Wednesday, January 31, 2007
Equipment TestDrive: Nikon D2h
The new high-end digital-SLR from Nikon is built for shooting speed
A common criticism of all digital cameras is that they need time to start up before you can make an exposure. The D2h is ready to go almost the instant you turn on the power. Also, the shutter lag is just about nonexistent-at 37 milliseconds, it's close to the same lag as the Nikon F5 film camera. Continuing with the speed theme, the D2h shoots 8 fps at full resolution for up to 40 continuous images (JPEG) or 25 continuous RAW (NEF) files before the buffer fills up.
Nikon's latest autofocus system, called Nikon Multi-CAM 2000, has been built into the camera. The technology is matched to the fast shooting speed, as well as the need for accurate performance in low-light situations. There are 11 AF sensors, nine cross type and two placed at the horizontal ends of the frame. The cross-type sensors are laid out to match typical rule-of-thirds compositions. Overall, 75 percent of the frame is covered by AF sensors, reducing the chance that you'll miss a shot because the camera missed the subject.
One interesting new feature in the D2h is the integrated WiFi (802.11.b) connectivity. To utilize the WiFi feature, you need the optional Nikon WT-1 accessory. With it, the camera can transmit images over a WiFi-enabled network. The effective range is about 100 feet (or as far as 490 feet with the optional range-boosting antenna). You can shoot and send the images directly to a laptop.

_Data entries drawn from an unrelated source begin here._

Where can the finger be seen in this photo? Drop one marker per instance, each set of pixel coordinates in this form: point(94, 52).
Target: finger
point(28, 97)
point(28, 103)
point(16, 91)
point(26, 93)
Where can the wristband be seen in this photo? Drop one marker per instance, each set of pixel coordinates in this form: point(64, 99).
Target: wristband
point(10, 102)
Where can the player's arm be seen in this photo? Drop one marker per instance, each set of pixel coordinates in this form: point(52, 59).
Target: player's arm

The Nikon RAW file (called NEF) combined with Nikon Capture 4.0 software allows you to pull the maximum amount of image data from images shot with the D2h. To speed up review of images while maintaining the versatility and quality of a RAW file, the D2h can simultaneously capture a JPEG file along with the RAW file. The JPEG files are fast and easy to open and review, but you still have the RAW files at your disposal for more extensive processing down the road. MSRP: $3,999 (body only).